Demick suggested a time warp is what the Trump administration seeks in its relations with North Korea. The Singapore summit between Trump and North Korea’s Supreme Leader Kim Jong Un last June was “a good thing. I don’t think it will lead to denuclearization, but it certainly eased tension,” she said.
“But the Clinton administration got it the most right,” Demick explained, citing the 1994 Agreed Framework between the US and North Korea. North Korea agreed to give up its plutonium program in return for energy assistance.
An international consortium including the US, South Korea and Japan agreed to supply oil and build and construct a light-water reactor to help North Korea meet its energy needs.
“When Bush got in power, he completely axed the deal,” Demick said. “You can go on and on about who was cheating: the North Koreans were dabbling in a secret highly enriched uranium program, but the deal didn’t actually cover highly enriched uranium. So they were cheating in principle.
“It was not a perfect deal, but it was much better than anything we’ve ever had.
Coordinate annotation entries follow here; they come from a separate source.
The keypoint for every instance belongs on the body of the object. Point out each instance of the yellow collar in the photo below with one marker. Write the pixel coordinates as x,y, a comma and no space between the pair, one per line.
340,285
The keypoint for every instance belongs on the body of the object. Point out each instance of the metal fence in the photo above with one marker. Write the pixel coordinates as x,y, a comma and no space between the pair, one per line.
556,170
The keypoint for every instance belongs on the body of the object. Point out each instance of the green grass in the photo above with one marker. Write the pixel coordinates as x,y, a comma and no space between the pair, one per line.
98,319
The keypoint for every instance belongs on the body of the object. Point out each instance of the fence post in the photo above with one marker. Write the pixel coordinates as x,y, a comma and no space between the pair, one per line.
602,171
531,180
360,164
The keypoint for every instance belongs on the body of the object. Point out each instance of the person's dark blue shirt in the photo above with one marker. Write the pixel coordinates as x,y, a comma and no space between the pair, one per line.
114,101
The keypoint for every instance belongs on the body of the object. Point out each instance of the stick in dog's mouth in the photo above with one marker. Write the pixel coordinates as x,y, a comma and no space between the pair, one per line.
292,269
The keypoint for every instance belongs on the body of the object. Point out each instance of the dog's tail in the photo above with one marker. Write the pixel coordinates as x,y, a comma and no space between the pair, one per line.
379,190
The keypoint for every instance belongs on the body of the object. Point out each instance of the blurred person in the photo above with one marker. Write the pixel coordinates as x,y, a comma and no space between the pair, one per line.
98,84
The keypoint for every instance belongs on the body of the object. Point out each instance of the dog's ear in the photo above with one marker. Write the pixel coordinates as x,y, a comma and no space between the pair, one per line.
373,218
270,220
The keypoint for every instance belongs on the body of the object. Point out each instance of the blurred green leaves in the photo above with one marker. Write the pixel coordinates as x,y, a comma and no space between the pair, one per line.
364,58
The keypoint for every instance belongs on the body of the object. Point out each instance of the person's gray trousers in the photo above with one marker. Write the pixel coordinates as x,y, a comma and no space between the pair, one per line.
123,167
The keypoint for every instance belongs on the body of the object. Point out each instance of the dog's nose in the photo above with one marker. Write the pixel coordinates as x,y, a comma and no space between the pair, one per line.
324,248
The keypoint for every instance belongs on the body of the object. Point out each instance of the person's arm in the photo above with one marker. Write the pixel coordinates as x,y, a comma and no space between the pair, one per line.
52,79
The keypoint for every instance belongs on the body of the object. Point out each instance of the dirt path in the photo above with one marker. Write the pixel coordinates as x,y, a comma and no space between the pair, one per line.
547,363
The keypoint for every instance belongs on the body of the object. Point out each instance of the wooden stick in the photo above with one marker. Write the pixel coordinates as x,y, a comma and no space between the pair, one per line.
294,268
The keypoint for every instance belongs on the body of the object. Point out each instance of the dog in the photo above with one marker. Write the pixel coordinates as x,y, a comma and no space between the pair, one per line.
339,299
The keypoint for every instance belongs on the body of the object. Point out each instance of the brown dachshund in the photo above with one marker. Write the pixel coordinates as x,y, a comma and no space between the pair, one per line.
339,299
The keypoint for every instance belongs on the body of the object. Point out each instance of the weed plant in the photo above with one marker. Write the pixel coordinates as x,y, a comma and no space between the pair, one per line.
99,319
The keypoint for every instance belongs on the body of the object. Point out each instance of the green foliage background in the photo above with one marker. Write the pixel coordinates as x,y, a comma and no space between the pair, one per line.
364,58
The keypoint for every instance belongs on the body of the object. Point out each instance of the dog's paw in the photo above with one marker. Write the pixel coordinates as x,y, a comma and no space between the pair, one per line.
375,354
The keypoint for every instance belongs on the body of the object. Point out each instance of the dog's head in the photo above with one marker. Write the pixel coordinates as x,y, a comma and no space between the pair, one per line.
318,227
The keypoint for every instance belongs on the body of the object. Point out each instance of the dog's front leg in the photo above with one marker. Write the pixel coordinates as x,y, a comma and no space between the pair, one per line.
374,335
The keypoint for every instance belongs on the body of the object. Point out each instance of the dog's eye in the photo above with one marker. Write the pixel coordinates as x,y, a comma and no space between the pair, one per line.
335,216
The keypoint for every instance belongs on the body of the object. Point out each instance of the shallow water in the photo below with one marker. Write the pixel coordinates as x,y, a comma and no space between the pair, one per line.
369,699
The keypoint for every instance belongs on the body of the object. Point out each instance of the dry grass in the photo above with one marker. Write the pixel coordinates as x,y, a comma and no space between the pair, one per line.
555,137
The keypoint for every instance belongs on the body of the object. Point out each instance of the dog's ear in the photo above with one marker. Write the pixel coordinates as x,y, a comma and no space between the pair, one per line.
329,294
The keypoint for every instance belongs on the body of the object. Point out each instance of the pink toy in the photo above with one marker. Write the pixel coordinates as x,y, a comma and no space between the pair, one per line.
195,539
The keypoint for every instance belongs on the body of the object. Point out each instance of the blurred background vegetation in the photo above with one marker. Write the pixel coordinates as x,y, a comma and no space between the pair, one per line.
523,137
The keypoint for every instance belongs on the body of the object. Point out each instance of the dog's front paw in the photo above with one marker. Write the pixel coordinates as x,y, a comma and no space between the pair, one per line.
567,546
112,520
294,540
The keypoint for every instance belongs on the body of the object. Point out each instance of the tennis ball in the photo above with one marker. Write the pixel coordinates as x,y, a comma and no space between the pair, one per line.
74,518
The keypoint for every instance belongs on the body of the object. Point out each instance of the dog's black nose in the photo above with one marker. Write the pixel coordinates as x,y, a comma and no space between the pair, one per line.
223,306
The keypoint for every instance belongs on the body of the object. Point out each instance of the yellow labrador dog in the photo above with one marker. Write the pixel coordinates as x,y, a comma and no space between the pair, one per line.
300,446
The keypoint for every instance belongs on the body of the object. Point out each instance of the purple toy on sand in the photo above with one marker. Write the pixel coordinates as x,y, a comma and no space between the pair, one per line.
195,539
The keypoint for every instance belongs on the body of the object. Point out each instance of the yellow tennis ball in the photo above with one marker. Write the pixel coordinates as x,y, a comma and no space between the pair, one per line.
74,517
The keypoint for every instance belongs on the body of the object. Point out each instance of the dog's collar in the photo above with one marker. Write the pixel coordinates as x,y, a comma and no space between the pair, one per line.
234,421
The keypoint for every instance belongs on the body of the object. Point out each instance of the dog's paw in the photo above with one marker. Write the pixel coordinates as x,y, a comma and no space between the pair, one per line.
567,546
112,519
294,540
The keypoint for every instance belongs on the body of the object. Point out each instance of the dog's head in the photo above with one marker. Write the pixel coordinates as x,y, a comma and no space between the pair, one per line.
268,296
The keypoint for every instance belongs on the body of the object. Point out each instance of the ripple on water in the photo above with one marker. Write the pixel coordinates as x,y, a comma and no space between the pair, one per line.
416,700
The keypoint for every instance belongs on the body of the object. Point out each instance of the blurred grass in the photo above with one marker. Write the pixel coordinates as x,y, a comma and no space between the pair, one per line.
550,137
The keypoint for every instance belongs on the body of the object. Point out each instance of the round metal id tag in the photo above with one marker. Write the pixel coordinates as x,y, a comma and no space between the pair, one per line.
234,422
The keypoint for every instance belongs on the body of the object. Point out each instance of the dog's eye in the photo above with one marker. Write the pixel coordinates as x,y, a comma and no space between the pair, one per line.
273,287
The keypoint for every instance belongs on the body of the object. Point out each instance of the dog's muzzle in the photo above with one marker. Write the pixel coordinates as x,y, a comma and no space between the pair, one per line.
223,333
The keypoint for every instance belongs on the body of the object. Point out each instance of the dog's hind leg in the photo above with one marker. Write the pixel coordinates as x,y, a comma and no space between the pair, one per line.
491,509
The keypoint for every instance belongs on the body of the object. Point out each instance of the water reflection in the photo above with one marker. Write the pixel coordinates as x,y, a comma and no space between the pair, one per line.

The Bush administration hated the deal because it was a Clinton deal, and they basically killed it as a knee-jerk reaction.
US president Bill Clinton greets North Korean officials at the White House in 2000. Photo: Facebook
“Then in the second Bush term, they tried to put together a new deal but they weren’t able to. At that point, North Korea had very little plutonium. We were much better off.
“And not much happened under [president Barack] Obama. Obama just kind of ignored them. Trump’s people say that Trump has gotten closer than anyone else, but it would be good if we could get the Clinton deal back.”
After five years in Seoul and a year as a visiting professor at Princeton, Demick served as Los Angeles Times’ bureau chief in Beijing. She does not buy the argument that China is a benign force for stability in the East Asia. And she believes at least one regional player shares her doubts.
“The North Koreans will never say this, but they’re more afraid of China than the United States. They’ll say that China is their friend and the US is the great enemy. But I think they fear China’s undue influence on Korea.
“Much of the motivation behind the nuclear program is to take control of their own national security. They don’t want to be dependent on China the way they were during the Korean War.”
The North Korean view is also governed by one of the most enduring principles of geopolitics, Demick added: “The US is far away.”